Located on Verizon’s Playa Vista campus, the new RYOT Innovation Studio will be equipped with some of the latest post production, graphics, audio and finishing capabilities. It’ll be near Verizon’s new Los Angeles 5G RYOT Lab, which offers storytellers a place to try out entertainment experiences, such as augmented reality and holograms, that would benefit from the promised faster speeds and reduced wait time of the next-generation wireless technology.
“It’s going to be disruptive to most industries,” said RYOT CEO and Co-Founder Bryn Mooser told Deadline, adding that 5G holds the potential to “change the way that we interact and consume content in the next couple of years. We’re building a studio to make sure we’re at the bleeding edge of that innovation.”
The RYOT announcement comes as Verizon said Los Angeles would be one of four markets where it plans to launch 5G broadband internet service in the home in October. Verizon says customers can sign up starting on Sept. 13 for the service, which will cost $50 a month for existing wireless customers and $70 a month for non-Verizon customers.
RYOT’s new studio will boast high-end motion capture technology (Vicon, Cubic Motion) for filmmaking, visual effects and in augmented and mixed reality applications. It aims to deliver near-cinema quality CG animation in real-time, through use of video game technology and cloud-based rendering. RYOT’s studio operations will support everything from live animated broadcasts to combined live-action/computer generated performances. It’ll even feature portable “capture suits” that allow for on-the-street style dispatches.
Through the use of traditional photography — alongside architectural surveying techniques, scanning and depth sensing camera technology — the studio will be able to capture and digitize three-dimensional objects, people and spaces. This has application for immersive entertainment.
The technology will support the detailed capture of real-world materials and textures, which is a major component of rendering photorealistic content. The space will house an array of synchronized video cameras, lighting, and sensors that can be positioned around an individual or group to help generate 3D, holographic representations that can be experienced in a multitude of immersive formats.
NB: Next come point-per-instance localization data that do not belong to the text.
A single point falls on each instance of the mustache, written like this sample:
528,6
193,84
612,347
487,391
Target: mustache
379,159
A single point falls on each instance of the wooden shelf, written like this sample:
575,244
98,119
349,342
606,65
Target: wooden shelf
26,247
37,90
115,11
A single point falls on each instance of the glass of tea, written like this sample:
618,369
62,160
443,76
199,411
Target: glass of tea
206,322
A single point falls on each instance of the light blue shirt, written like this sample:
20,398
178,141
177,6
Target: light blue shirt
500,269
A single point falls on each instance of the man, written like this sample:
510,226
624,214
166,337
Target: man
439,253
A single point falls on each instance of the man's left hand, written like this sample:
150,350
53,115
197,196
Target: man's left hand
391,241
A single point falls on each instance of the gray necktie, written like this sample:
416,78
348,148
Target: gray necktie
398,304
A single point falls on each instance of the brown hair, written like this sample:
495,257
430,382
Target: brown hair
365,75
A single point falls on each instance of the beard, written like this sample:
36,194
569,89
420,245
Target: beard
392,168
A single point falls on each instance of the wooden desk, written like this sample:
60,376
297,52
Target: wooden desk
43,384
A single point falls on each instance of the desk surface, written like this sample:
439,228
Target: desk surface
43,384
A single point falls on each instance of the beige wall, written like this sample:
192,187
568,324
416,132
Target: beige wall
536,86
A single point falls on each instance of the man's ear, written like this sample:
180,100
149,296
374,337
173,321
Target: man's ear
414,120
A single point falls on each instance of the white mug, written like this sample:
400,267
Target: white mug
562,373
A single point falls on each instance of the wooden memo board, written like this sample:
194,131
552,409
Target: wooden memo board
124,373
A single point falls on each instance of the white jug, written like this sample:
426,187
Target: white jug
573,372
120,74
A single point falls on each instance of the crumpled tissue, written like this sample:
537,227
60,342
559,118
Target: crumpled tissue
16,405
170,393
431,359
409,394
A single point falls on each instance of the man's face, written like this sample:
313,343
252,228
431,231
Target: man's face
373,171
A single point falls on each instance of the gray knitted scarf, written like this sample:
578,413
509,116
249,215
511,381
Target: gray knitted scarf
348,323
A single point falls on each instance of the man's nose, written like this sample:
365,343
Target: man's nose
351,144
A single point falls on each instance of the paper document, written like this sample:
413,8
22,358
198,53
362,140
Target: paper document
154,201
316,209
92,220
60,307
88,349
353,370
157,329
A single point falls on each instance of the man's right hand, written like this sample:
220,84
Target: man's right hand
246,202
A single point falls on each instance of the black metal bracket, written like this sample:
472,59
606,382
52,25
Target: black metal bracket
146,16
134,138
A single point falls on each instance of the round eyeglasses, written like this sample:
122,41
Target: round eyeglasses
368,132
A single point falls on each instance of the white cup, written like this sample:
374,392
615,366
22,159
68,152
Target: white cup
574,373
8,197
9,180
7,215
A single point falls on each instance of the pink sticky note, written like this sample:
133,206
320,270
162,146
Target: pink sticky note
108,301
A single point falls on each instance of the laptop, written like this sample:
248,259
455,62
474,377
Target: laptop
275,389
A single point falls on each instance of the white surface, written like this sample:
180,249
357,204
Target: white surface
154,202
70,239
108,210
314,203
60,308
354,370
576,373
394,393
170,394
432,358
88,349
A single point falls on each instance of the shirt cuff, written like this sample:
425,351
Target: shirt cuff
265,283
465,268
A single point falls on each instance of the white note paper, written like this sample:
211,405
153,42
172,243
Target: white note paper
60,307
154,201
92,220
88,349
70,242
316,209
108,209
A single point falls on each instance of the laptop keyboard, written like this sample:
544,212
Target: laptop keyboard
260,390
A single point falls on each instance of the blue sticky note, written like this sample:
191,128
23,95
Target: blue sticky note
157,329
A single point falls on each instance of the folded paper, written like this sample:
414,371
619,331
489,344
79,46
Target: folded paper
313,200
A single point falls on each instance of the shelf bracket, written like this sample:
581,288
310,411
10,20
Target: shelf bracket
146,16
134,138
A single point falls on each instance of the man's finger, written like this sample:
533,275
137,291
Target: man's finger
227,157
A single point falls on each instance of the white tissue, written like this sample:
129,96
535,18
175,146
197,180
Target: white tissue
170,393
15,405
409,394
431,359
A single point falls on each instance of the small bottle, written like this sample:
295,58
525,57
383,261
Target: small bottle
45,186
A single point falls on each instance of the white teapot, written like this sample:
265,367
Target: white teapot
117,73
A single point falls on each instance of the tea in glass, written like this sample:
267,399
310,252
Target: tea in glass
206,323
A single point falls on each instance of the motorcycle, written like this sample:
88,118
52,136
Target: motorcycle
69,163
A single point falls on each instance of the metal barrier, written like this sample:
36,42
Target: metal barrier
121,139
RYOT plans to partner with brands, organizations and entertainers, including corporate sibling Yahoo Entertainment, to create content in the Innovation Studio.
The studio has been in the vanguard of immersive entertainment, creating some of the first VR films for news outlets like HuffPost, Associated Press and The New York Times. One AR partnership with Hearst brought the cover of Time magazine and Sports Illustrated to life.
Continuing to invest in creating the content formats of the future, RYOT will expand its efforts to create award winning AR and VR films and experiences in major verticals including sports, entertainment, finance and news.